Submandibuler Bez (Çene Altı Tükürük Bezi) Cerrahisi

Bu cerrahide hasta genel anestezi altındayken çenenin yaklaşık iki parmak altından bir kesiyle cilt-ciltaltı geçilerek tükürük bezine ulaşılır. Söz konusu tükürük bezi çevre dokulardan sıyrılarak çıkarılır. Bir dren yerleştirilerek cerrahi kesi yeri estetik prensiplere uygun biçimde dikilir. Pansuman yapılır. Dren bir-iki gün içinde, dikiş ise bir hafta sonra alınır.

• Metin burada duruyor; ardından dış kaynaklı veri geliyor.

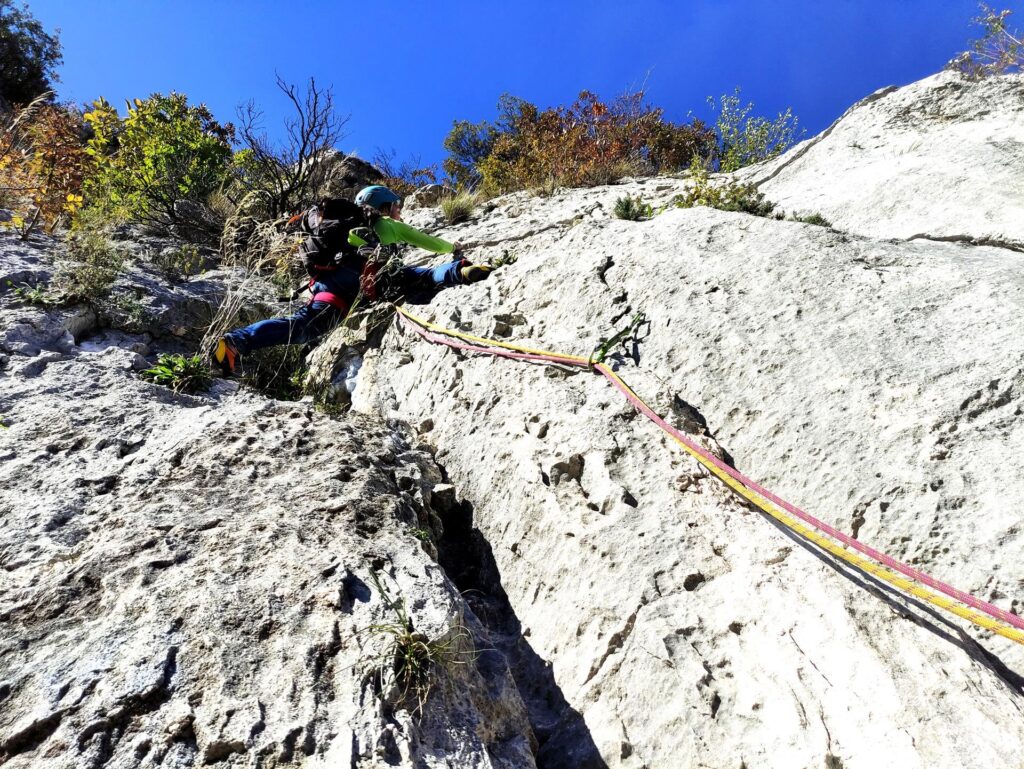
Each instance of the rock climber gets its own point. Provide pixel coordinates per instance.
(341, 252)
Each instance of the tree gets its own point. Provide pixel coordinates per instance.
(295, 171)
(744, 139)
(29, 55)
(164, 152)
(42, 161)
(467, 144)
(999, 50)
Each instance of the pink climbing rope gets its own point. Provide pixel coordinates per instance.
(640, 406)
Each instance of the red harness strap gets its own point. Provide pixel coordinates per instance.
(330, 298)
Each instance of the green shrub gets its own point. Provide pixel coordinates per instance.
(633, 209)
(179, 373)
(999, 50)
(164, 152)
(816, 219)
(743, 139)
(586, 143)
(88, 270)
(276, 372)
(725, 196)
(458, 207)
(409, 664)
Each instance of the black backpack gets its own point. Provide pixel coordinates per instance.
(326, 227)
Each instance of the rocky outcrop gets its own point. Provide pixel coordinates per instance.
(189, 580)
(937, 160)
(875, 383)
(201, 579)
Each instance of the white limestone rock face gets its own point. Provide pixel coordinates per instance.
(940, 159)
(186, 579)
(875, 383)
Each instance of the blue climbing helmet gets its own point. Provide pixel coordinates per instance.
(376, 196)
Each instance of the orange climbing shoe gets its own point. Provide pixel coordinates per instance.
(225, 356)
(475, 272)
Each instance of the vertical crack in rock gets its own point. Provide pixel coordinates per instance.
(616, 642)
(112, 727)
(562, 735)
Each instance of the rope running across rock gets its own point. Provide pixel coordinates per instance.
(963, 604)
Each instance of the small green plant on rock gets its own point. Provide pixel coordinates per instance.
(458, 207)
(88, 271)
(276, 372)
(179, 263)
(633, 209)
(816, 219)
(125, 311)
(179, 373)
(999, 50)
(726, 196)
(411, 664)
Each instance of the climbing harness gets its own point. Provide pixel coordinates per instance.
(884, 567)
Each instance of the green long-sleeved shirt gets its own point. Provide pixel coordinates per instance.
(389, 230)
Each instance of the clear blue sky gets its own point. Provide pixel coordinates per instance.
(403, 71)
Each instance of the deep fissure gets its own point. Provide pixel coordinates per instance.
(467, 558)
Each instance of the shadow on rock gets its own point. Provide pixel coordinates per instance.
(561, 732)
(914, 610)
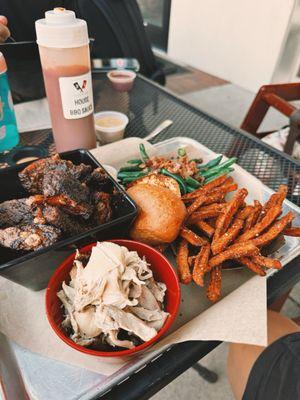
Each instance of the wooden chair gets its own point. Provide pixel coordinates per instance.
(277, 96)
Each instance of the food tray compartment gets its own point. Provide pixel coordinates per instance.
(286, 249)
(33, 269)
(94, 385)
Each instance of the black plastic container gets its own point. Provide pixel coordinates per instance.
(33, 269)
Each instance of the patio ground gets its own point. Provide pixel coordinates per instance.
(229, 103)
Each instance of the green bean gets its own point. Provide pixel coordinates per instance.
(129, 168)
(128, 174)
(213, 163)
(224, 171)
(196, 160)
(192, 182)
(144, 155)
(181, 152)
(135, 161)
(215, 170)
(177, 178)
(128, 180)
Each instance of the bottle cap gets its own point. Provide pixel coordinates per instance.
(61, 29)
(3, 66)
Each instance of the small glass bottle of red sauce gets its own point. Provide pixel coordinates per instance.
(64, 50)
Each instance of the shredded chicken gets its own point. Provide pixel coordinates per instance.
(115, 293)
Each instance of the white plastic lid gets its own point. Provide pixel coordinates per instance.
(61, 29)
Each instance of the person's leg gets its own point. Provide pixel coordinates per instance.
(241, 357)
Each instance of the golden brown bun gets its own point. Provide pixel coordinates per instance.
(160, 216)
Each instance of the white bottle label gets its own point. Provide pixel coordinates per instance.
(76, 96)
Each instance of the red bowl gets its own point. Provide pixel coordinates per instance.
(163, 272)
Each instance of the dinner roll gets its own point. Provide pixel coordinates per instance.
(161, 214)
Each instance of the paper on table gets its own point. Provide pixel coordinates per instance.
(33, 115)
(238, 317)
(23, 320)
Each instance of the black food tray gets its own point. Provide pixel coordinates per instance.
(33, 269)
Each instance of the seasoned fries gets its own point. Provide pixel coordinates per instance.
(233, 252)
(233, 231)
(204, 227)
(211, 211)
(228, 237)
(213, 292)
(225, 218)
(192, 237)
(257, 269)
(274, 231)
(184, 273)
(292, 231)
(201, 265)
(267, 262)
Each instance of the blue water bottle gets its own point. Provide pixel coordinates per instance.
(9, 135)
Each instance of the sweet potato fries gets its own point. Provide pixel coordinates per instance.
(217, 231)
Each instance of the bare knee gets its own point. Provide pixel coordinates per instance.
(241, 357)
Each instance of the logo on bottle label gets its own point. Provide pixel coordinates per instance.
(76, 96)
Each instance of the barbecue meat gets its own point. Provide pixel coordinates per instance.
(103, 211)
(62, 190)
(29, 237)
(32, 176)
(67, 223)
(98, 179)
(62, 182)
(15, 212)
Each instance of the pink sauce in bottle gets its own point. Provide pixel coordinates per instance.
(65, 58)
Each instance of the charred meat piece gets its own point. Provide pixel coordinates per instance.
(62, 190)
(67, 223)
(32, 176)
(98, 179)
(15, 212)
(68, 205)
(62, 182)
(103, 211)
(29, 237)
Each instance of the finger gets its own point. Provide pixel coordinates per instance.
(4, 33)
(3, 20)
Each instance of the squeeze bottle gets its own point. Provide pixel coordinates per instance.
(9, 135)
(64, 51)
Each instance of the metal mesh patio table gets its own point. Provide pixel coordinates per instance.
(147, 105)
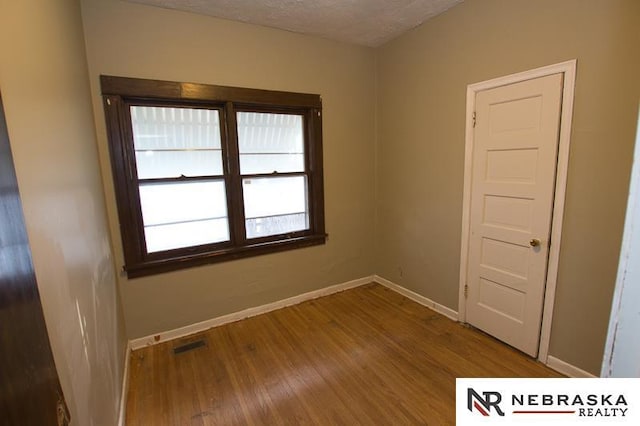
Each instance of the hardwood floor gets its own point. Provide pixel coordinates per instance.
(364, 356)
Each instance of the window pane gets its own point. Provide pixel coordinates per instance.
(270, 143)
(170, 142)
(179, 215)
(275, 205)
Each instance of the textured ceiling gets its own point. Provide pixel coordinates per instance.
(364, 22)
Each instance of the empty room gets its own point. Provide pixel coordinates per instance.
(311, 212)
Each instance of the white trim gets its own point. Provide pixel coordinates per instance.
(124, 390)
(567, 369)
(250, 312)
(568, 69)
(424, 301)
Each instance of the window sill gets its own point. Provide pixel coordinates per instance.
(154, 267)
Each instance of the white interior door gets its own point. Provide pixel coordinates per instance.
(512, 189)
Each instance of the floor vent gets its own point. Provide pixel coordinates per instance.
(188, 347)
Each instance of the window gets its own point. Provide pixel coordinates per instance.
(208, 173)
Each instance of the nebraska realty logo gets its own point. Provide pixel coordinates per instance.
(554, 401)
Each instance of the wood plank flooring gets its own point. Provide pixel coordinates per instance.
(366, 356)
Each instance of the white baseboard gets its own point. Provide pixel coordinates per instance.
(247, 313)
(424, 301)
(124, 390)
(567, 369)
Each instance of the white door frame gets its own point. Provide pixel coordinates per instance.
(568, 69)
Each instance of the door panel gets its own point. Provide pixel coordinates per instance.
(29, 387)
(513, 179)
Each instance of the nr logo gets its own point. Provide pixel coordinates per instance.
(484, 404)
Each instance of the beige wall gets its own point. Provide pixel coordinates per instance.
(133, 40)
(421, 108)
(44, 83)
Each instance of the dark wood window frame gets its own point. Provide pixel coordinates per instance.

Submandibuler bez cerrahisi sonrası ortaya çıkabilecek komplikasyonlar arasında kanama, enfeksiyon, dilin hareket ve duysal sinirlerinin zedelenmesi, yüz sinirinin ağız köşesine giden dalının geçici ya da kalıcı felci sayılabilir. Bir kez daha hastaları en çok korkutan bu sözü son geçen komplikasyondur. Yüz sinirinin söz konusu dalında felç olursa ağız köşesinde özellikle hasta gülümsediğinde belirginleşen bir asimetri ortaya çıkabilir. Parotis cerrahisinde söylendiği gibi hasta kendisini bu cerrahiyi bilen, seven, deneyimli ve titiz bir cerraha emanet ederse söz konusu risk en alt düzeye indirilmiş olacaktır.